Biennial Ceramic Survey Exhibition Debuts at CAFAM
Clay artists, educators, and aficionados converge in Pittsburgh this week for the annual NCECA conference, digging into this year’s theme “CrossCurrents: Clay and Culture.” Out on the West Coast, another excellent place to see a dynamic spectrum of expression in clay is the Craft and Folk Art Museum in Los Angeles, where a new biennial ceramic survey exhibition is making its debut.
“Melting Point: Movements in Contemporary Clay” (through May 6) is a snapshot of the strikingly diverse vanguard of ceramic art today, as seen in the work of 22 emerging and established artists from around the country. “Ceramic art is popular right now, but it’s coming from different perspectives. There’s a lot of experimentation by artists with a deep connection to the material, who are heavily invested in understanding its potential,” notes Holly Jerger, co-curator of the exhibition with Andres Payan. Loosely structured into three themes – anti-disciplinary process, object temporality, and sociopolitical interpretations – the works range from Cheryl Ann Thomas’ thin-coiled vessels that collapse into sculptural forms in the kiln, to Walter McConnell’s large-scale, ephemeral environment of damp, unfired clay, to Undocumented, an installation by Kahlil Robert Irving about the aftermath of the Ferguson uprising.
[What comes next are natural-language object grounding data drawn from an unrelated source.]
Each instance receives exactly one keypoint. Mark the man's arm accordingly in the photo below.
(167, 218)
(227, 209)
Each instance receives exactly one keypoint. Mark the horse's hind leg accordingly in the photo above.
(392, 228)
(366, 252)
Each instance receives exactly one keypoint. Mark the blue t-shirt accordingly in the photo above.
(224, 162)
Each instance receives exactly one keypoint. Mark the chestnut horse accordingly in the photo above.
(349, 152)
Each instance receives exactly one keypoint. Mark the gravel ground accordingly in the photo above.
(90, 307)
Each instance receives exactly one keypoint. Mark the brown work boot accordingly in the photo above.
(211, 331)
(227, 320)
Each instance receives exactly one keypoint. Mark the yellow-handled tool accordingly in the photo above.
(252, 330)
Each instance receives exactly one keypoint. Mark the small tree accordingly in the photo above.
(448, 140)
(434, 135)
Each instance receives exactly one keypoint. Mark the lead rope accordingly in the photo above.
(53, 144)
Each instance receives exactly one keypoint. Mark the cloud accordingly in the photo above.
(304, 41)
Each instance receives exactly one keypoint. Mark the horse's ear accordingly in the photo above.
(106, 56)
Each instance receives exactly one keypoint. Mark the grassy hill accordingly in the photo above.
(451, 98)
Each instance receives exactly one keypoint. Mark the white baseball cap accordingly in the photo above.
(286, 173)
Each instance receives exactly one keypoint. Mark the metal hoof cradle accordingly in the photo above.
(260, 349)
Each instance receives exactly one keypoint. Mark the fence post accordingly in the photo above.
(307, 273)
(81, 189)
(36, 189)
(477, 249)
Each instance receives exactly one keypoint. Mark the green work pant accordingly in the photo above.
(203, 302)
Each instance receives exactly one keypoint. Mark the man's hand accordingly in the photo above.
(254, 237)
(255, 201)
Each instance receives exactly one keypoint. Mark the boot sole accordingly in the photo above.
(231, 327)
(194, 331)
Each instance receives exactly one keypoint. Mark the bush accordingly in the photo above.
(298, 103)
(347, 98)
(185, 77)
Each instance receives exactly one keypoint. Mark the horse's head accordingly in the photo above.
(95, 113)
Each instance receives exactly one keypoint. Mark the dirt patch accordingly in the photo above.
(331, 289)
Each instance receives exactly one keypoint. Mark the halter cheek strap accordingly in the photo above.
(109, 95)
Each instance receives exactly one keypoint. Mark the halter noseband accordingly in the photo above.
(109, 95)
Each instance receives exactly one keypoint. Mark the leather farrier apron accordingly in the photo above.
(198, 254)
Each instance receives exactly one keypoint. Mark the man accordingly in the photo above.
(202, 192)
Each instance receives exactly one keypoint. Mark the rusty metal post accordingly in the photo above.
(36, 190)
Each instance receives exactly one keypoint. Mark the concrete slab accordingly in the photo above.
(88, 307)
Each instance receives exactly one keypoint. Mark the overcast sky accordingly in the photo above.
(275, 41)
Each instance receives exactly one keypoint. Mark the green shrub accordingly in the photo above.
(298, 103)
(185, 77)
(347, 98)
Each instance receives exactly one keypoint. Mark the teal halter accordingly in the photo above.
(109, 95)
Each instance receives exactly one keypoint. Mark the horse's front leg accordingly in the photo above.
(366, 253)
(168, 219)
Opening night of the exhibition featured a powerful, wordless performance by Armando Cortes, a young Southern California artist originally from Urequio, a farming town in Mexico. Starting several blocks away in front of the Los Angeles County Museum of Art, Cortes shouldered a handcarved wooden yoke and dragged a heavy chunk of black clay along busy Wilshire Boulevard to the CAFAM galleries, to the amazement of passersby. Titled El Peso de la Tierra (“The Weight of the Earth”), the piece was a nod to his Catholic upbringing, a metaphor for the strength and endurance required for the repetitive labor of working with earthen materials, and an homage to his hometown. He sometimes imagines what his life would be like if he’d never left. “It’s a thought immigrants have,” he says. “What would I be doing? Would I be farming? Brick-making?” As an artist working with clay, he figures, he hasn’t strayed far.
Planned next for 2020, CAFAM’s clay biennial is envisioned as a forum for what Jerger calls “a continued conversation” about the state of ceramic art. “Our intent is to dive deep.”